もう車内でもやることがいよいよ無くなった…相変らず仰向けの姿勢だし、自分の人生の反省もしたし、持ってきたものはみんな食べたし、トイレが無いから水分も出来るだけ摂らないようにしていた。

散々妄想もしたし、眠くもないし、ネットも無いし、バッテリー充電も終わったし、窓も開かないから新鮮な空気も入ってこない。同じ姿勢で体も痛いし、1ヶ所から動けないって体力的にも結構つらい…

とりあえず心のスイッチをOFFにして省エネモードへ。景色を眺めたり、窓の汚れを数えたりして気を紛らわすこと10時間…スティーブ・ジョブスなら、この時間で新しいビジネスアイデアを5つくらい考え出せるかも、と思った。

ヒマな時間って最初の10時間くらいまでなら、何とか楽しく過ごせそうだけど、今度から30時間用のヒマ対策が必要だ。

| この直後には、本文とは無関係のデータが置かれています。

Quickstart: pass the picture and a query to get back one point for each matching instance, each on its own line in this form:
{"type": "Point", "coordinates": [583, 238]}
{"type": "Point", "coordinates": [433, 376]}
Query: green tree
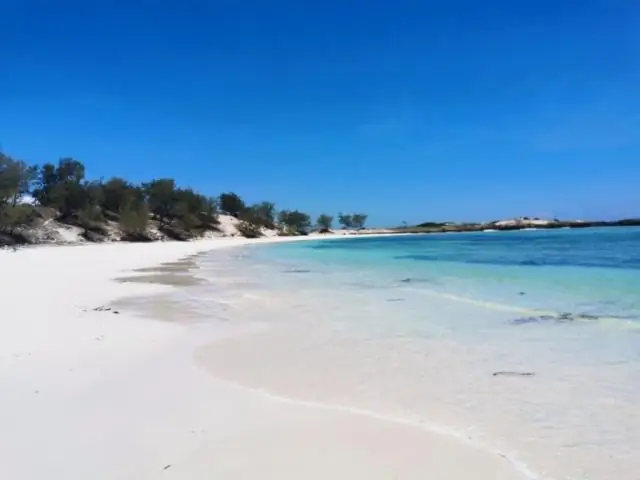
{"type": "Point", "coordinates": [324, 222]}
{"type": "Point", "coordinates": [16, 179]}
{"type": "Point", "coordinates": [134, 220]}
{"type": "Point", "coordinates": [262, 214]}
{"type": "Point", "coordinates": [295, 221]}
{"type": "Point", "coordinates": [119, 194]}
{"type": "Point", "coordinates": [61, 187]}
{"type": "Point", "coordinates": [161, 195]}
{"type": "Point", "coordinates": [345, 220]}
{"type": "Point", "coordinates": [232, 204]}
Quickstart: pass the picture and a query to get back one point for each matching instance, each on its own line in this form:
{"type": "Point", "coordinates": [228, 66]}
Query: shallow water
{"type": "Point", "coordinates": [414, 328]}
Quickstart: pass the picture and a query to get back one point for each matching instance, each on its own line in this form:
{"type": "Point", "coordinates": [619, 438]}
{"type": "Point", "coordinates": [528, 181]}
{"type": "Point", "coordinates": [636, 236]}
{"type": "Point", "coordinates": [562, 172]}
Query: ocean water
{"type": "Point", "coordinates": [420, 328]}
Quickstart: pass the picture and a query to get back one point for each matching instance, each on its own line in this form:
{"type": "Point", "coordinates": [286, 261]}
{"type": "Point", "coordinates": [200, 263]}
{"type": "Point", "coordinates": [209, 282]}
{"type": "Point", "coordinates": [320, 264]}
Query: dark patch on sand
{"type": "Point", "coordinates": [170, 279]}
{"type": "Point", "coordinates": [564, 317]}
{"type": "Point", "coordinates": [181, 266]}
{"type": "Point", "coordinates": [159, 307]}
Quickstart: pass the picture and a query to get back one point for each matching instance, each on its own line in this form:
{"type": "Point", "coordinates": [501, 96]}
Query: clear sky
{"type": "Point", "coordinates": [409, 110]}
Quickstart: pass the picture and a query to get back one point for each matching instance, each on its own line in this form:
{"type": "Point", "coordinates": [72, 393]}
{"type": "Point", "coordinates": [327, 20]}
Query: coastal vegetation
{"type": "Point", "coordinates": [32, 195]}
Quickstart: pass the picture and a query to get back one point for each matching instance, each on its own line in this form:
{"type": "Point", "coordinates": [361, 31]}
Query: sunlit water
{"type": "Point", "coordinates": [414, 327]}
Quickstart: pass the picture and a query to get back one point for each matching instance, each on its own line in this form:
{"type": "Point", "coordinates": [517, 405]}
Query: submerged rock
{"type": "Point", "coordinates": [563, 317]}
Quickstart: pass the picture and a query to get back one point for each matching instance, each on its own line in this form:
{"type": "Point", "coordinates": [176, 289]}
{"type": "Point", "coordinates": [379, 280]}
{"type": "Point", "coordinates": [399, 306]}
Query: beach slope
{"type": "Point", "coordinates": [89, 391]}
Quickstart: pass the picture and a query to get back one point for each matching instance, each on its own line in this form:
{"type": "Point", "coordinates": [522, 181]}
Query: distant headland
{"type": "Point", "coordinates": [519, 223]}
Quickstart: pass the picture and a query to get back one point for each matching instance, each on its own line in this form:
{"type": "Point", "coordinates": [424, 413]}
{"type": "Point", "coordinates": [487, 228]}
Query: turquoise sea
{"type": "Point", "coordinates": [416, 327]}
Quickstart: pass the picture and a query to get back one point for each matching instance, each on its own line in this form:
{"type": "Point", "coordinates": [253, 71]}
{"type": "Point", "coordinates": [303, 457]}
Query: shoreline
{"type": "Point", "coordinates": [77, 381]}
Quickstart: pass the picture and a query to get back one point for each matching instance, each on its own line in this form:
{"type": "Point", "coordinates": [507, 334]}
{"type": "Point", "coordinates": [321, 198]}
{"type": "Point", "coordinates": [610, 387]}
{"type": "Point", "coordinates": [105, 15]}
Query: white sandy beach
{"type": "Point", "coordinates": [96, 395]}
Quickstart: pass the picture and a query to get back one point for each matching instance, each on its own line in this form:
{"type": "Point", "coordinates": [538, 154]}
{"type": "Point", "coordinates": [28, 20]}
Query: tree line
{"type": "Point", "coordinates": [179, 212]}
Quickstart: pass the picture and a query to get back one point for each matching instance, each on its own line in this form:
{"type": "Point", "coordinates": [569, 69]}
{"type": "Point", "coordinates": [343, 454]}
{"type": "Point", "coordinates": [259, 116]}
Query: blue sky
{"type": "Point", "coordinates": [408, 110]}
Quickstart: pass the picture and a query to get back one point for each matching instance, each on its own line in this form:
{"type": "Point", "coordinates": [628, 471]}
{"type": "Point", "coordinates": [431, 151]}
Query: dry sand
{"type": "Point", "coordinates": [90, 394]}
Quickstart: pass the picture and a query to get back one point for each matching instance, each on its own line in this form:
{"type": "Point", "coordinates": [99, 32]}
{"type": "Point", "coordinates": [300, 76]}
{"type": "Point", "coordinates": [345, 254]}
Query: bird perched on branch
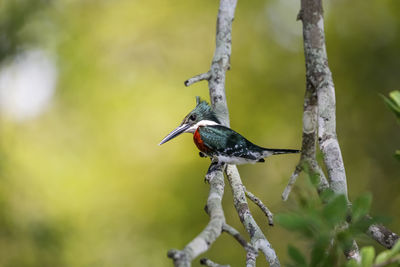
{"type": "Point", "coordinates": [220, 143]}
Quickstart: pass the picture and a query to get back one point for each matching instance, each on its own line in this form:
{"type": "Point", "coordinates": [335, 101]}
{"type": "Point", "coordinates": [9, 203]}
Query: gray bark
{"type": "Point", "coordinates": [216, 83]}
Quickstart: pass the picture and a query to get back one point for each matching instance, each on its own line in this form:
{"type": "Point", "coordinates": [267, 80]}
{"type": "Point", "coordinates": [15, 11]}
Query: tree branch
{"type": "Point", "coordinates": [198, 78]}
{"type": "Point", "coordinates": [216, 83]}
{"type": "Point", "coordinates": [210, 263]}
{"type": "Point", "coordinates": [257, 238]}
{"type": "Point", "coordinates": [383, 235]}
{"type": "Point", "coordinates": [261, 205]}
{"type": "Point", "coordinates": [212, 231]}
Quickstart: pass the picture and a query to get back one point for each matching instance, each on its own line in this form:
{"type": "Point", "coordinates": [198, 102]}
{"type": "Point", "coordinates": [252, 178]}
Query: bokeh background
{"type": "Point", "coordinates": [88, 89]}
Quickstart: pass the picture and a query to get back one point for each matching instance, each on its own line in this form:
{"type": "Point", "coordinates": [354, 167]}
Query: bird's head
{"type": "Point", "coordinates": [201, 115]}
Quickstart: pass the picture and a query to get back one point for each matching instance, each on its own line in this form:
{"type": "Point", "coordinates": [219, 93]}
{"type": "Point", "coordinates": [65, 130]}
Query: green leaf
{"type": "Point", "coordinates": [396, 248]}
{"type": "Point", "coordinates": [395, 97]}
{"type": "Point", "coordinates": [291, 221]}
{"type": "Point", "coordinates": [382, 257]}
{"type": "Point", "coordinates": [327, 195]}
{"type": "Point", "coordinates": [352, 263]}
{"type": "Point", "coordinates": [335, 211]}
{"type": "Point", "coordinates": [397, 154]}
{"type": "Point", "coordinates": [393, 102]}
{"type": "Point", "coordinates": [367, 256]}
{"type": "Point", "coordinates": [296, 256]}
{"type": "Point", "coordinates": [361, 206]}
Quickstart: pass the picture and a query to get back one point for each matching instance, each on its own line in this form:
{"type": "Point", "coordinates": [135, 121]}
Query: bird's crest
{"type": "Point", "coordinates": [203, 108]}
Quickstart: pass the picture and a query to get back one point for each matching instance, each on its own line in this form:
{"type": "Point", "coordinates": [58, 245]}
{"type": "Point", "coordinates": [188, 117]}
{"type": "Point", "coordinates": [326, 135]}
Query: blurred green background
{"type": "Point", "coordinates": [88, 89]}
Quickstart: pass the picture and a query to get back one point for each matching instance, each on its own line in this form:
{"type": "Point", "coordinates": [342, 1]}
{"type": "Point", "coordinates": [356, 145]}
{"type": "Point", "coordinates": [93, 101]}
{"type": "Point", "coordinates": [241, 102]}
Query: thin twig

いや、もう二度と乗りたくないけど。

出発から30時間後、ベトナム・ハノイに到着

ようやく寝たきりの姿勢から、二足歩行が出来るスペースに降り立つ。

もう車内のニオイにも慣れてしまい、最初に付けていたマスクは全部外していた。バイク天国ベトナムの新鮮な空気…とまではいかないが、吸える酸素は確実に多い。

もう夜の19時を回っていたし、お腹も空いていたので、車内で仲良くなったおじさん達とその辺の屋台で無事に30時間耐えた自分たちを祝った。

食後はそれぞれ帰る場所があるので解散。私も予約していた宿に向かった。もう疲れ果てて体力も気力も残っていない。寝てるだけで楽だって言ったの誰だよ…しかし、貴重な体験が出来るので冒険したい人はお試しを。